So you’ve collected fine wines in Napa and delicious bites in Berkeley and you’ve checked Chez Panisse and French Laundry off your list. Now where do you go for a simple outdoor meal? This spectacular nature preserve located on a 70,000-acre peninsula north of San Francisco is rich in wildlife, from raptors to tule elk, and bordered by a coastline favored by elephant seals. Hikers, backpackers, and beachcombers ply the trails, especially the wildflower-wild Chimney Rock hike, while picnickers head to the nearby Point Reyes Lighthouse for prime whale watching in January and March and coastal beauty year-round.
A tropical rain forest in the heart of one of the world’s busiest cities? Believe it. This horticultural haven is a compact but grand space that preserves much more than just a lush tropical rain forest. The National Orchid Garden maintains a collection of more than a thousand species and 2,000 hybrids here (including Singapore’s pink-hued national flower, a natural hybrid orchid), while three lakes, a botany center, and a ginger garden offer opportunities for eco-education and urban escape. The greenswards of Palm Valley make for pitch-perfect picnics, especially when outdoor concerts are in session.
Olives, pizza bianca, marinated artichokes, salumi, and—of course—a bottle of wine are all it takes to make a picnic break from the ancient ruins and Renaissance highlights of Rome. Oh—and a quiet little park. The Villa Borghese gardens, near the Piazza del Popolo, is a picnic-perfect landscape for escape. The Spanish Steps lead up to this English-style garden, but the romantic feel of the urban park is all-Italian—a fact reinforced by the sculptures by Bernini and paintings by Titian, Raphael, and Caravaggio housed within the Galleria Borghese on the broad expanse of these scenic gardens.

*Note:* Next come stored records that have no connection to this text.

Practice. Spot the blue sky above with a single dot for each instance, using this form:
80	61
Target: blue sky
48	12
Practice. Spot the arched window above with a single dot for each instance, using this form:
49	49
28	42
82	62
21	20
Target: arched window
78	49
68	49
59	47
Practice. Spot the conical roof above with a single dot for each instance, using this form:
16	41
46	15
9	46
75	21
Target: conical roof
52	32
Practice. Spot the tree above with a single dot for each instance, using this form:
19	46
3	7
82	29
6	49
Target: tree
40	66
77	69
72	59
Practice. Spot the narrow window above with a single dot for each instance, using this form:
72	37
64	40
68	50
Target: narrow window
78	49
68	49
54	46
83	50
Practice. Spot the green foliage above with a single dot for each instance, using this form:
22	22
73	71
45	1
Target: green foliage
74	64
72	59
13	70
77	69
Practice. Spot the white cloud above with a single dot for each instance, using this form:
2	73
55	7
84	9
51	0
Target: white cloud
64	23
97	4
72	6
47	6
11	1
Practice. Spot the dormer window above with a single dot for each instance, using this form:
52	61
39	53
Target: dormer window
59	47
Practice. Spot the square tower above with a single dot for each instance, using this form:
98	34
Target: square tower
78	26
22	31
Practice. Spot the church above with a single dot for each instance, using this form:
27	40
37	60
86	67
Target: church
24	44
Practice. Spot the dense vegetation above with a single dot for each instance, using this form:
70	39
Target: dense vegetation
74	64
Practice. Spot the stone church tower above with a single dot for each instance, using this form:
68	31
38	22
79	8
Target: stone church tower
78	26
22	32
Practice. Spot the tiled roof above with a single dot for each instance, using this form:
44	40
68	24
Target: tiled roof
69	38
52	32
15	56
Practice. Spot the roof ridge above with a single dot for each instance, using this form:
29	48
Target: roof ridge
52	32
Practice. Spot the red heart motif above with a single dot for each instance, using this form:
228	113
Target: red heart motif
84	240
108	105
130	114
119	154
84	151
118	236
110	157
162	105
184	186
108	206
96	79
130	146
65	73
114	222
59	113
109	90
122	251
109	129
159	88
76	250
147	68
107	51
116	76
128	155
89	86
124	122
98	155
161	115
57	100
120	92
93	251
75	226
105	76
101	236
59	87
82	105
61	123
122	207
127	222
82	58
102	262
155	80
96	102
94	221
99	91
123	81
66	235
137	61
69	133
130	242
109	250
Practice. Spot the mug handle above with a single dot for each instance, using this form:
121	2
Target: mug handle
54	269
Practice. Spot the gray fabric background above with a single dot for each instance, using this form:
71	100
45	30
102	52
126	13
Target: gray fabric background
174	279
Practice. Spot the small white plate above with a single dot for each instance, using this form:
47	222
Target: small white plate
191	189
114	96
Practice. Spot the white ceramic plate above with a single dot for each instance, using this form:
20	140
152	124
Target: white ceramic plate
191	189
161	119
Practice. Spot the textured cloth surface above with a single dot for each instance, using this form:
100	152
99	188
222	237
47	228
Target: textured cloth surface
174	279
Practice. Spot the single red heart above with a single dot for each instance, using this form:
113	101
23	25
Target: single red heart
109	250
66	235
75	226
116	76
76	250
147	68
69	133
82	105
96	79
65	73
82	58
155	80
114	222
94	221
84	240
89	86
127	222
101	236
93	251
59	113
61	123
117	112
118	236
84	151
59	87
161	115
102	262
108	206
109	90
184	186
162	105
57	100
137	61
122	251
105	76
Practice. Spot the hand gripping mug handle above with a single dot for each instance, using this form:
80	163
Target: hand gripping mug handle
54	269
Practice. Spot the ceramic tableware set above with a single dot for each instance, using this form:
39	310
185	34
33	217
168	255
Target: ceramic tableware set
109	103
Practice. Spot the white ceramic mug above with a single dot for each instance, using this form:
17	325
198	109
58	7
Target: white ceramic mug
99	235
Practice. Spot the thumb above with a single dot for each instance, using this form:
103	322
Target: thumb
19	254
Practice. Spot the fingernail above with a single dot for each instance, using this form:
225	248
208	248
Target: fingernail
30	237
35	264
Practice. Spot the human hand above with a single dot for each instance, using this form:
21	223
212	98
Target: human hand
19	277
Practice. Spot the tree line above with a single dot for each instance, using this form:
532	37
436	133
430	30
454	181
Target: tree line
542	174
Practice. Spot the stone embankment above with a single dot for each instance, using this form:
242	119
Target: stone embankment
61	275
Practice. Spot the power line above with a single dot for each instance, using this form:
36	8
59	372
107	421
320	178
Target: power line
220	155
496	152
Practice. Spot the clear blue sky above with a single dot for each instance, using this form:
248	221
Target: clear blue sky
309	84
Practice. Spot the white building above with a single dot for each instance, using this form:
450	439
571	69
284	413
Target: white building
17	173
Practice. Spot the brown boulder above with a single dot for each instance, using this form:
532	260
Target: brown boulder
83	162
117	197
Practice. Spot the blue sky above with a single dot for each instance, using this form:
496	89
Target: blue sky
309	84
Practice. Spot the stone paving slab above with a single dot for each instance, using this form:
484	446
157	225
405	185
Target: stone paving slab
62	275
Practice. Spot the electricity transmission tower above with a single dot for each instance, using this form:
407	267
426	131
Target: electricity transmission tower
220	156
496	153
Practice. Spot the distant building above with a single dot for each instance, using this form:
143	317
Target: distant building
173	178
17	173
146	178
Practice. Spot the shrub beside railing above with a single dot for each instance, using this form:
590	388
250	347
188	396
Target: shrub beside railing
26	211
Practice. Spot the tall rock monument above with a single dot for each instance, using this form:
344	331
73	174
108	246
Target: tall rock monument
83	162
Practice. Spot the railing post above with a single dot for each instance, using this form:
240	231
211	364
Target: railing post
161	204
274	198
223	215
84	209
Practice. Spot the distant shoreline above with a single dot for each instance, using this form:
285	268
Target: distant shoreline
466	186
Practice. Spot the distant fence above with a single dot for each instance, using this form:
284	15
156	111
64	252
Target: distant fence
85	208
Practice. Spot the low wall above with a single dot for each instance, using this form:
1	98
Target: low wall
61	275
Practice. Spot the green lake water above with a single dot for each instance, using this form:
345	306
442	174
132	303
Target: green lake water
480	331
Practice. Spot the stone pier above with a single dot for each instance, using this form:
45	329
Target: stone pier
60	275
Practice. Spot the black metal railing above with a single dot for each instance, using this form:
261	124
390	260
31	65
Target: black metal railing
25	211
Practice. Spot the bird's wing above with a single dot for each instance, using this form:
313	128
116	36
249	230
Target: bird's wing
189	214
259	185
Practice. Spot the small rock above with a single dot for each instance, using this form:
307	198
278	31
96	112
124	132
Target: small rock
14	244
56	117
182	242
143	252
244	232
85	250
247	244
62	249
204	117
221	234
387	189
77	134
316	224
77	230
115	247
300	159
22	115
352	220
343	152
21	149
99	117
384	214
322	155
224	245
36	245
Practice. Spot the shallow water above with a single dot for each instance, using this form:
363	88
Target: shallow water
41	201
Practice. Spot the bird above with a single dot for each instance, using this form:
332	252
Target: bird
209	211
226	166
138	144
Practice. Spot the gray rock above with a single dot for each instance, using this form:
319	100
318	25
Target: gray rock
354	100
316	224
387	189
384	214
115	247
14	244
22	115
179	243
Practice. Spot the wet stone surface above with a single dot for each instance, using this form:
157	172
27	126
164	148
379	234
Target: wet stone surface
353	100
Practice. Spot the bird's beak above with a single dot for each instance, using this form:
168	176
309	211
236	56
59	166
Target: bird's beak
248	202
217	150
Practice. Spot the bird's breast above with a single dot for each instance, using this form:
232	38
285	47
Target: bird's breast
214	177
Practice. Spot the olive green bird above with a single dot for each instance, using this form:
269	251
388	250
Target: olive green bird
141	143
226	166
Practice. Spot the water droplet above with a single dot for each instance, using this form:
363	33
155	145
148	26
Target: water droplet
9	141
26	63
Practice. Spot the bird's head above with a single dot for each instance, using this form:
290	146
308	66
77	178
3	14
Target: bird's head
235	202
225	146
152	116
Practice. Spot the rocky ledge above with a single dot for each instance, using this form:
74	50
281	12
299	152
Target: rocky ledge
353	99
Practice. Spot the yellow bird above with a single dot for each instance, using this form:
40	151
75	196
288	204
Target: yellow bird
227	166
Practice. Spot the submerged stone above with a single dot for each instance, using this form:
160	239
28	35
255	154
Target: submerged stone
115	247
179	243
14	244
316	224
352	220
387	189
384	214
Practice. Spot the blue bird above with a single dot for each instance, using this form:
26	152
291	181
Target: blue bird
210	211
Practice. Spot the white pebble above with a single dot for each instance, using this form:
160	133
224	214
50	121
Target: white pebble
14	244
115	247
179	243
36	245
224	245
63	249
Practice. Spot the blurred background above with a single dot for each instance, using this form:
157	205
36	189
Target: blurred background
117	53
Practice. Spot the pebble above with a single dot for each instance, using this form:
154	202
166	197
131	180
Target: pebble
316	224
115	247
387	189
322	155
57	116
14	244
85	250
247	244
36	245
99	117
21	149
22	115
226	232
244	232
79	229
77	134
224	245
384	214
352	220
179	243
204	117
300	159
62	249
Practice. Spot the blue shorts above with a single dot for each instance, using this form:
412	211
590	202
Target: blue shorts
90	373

Rain forests hug dramatic cliffs, waterfalls cascade into rivers, and 4,000-foot rocky peaks tower over a deep fjord that has become New Zealand’s most famous destination. Yes, it’s on the tourist trail, but remote Milford Sound—within the Te Wahipounamu World Heritage site—retains a grandeur that visitors and rain (182 days of it each year) can’t begin to dampen. Buses depart from Queenstown for a drive across the Southern Alps, past alpine forests and mirror-like lakes. Pack a picnic and hop aboard a two-hour boat tour of the awe-inspiring sound or kayak around the coastline for a floating lunch party. What to pack? How about traditional Kiwi eats such as Anzac biscuits, colonial goose (roast leg of lamb), and a bottle of Marlborough sauvignon blanc.

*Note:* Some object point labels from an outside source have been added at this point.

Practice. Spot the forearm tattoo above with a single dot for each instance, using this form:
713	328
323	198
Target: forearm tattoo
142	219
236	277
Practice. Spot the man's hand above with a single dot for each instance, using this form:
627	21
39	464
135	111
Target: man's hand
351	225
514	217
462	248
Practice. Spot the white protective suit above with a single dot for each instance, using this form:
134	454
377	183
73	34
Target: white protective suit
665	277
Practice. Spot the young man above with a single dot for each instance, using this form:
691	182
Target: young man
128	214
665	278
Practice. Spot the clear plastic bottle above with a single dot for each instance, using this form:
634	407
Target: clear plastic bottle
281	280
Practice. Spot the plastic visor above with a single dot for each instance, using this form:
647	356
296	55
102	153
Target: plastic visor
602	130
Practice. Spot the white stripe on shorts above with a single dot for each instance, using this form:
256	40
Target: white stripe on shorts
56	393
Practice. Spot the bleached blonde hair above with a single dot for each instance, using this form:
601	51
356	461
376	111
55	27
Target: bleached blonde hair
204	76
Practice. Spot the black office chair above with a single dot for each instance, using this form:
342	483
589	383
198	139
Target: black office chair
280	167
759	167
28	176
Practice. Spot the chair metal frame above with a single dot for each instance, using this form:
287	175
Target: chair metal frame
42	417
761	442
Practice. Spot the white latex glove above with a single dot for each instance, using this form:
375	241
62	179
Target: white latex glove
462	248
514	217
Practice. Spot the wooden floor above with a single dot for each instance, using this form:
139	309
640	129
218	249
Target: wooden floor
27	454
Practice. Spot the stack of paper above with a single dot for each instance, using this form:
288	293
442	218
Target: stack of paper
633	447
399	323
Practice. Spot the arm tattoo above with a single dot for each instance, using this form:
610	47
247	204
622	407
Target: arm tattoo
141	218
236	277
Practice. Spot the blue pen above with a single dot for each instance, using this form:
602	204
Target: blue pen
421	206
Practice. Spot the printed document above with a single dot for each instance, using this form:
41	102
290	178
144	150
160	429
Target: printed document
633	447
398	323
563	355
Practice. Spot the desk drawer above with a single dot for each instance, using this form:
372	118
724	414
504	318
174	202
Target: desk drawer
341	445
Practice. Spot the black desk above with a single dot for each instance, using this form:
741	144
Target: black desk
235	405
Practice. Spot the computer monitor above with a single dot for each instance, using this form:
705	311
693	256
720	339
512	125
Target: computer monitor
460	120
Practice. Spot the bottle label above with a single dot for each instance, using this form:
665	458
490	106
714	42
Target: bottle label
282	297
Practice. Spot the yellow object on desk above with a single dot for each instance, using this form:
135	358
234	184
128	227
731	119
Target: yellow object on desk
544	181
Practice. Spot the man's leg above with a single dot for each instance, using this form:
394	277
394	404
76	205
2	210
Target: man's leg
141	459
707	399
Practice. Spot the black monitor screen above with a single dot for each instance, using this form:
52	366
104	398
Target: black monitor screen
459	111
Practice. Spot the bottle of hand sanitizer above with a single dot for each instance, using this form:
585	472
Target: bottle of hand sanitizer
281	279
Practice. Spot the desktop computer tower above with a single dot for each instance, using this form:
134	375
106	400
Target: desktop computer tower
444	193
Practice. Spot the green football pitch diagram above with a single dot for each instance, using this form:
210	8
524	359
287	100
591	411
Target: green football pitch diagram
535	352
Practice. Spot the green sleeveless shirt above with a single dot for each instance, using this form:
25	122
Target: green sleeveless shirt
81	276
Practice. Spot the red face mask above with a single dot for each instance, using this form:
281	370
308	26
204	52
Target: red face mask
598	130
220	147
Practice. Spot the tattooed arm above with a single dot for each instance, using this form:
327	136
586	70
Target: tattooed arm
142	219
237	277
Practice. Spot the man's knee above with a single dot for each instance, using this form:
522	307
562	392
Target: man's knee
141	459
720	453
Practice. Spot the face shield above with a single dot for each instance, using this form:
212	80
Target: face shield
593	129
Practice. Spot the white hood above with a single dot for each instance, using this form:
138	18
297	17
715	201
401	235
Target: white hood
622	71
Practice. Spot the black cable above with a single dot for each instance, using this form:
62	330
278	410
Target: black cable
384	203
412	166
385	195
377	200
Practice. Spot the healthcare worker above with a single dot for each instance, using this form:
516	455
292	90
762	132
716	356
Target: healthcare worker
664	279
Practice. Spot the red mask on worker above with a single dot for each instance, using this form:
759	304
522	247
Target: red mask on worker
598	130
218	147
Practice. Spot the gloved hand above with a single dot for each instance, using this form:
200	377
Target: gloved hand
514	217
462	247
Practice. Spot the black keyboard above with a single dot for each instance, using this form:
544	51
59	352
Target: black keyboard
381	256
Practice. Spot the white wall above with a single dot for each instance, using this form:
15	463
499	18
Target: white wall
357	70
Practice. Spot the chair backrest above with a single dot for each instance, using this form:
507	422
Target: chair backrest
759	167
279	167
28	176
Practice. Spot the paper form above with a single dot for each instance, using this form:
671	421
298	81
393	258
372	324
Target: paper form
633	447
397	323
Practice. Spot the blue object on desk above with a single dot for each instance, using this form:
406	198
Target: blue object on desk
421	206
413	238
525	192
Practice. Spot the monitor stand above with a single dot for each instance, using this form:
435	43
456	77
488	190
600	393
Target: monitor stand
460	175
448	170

At an elevation of nearly 9,000 feet, the view from atop this peak, which towers over the 15th-century ruins of Machu Picchu, is breathtaking in a number of ways. A steep, slippery climb to this rocky summit is a nerve-racking effort—one instantly rewarded with a panoramic perspective of the Urubamba River Valley and the famed city of the Inca. But what to eat? Certainly not a complicated dish of roasted cuy (guinea pig) or a pisco sour. Instead, a celebratory Inca Kola and a pleasantly portable butifarras—a sandwich of Peruvian ham, onions, chili peppers, and lime. Don’t linger too long—the hike down is a doozy.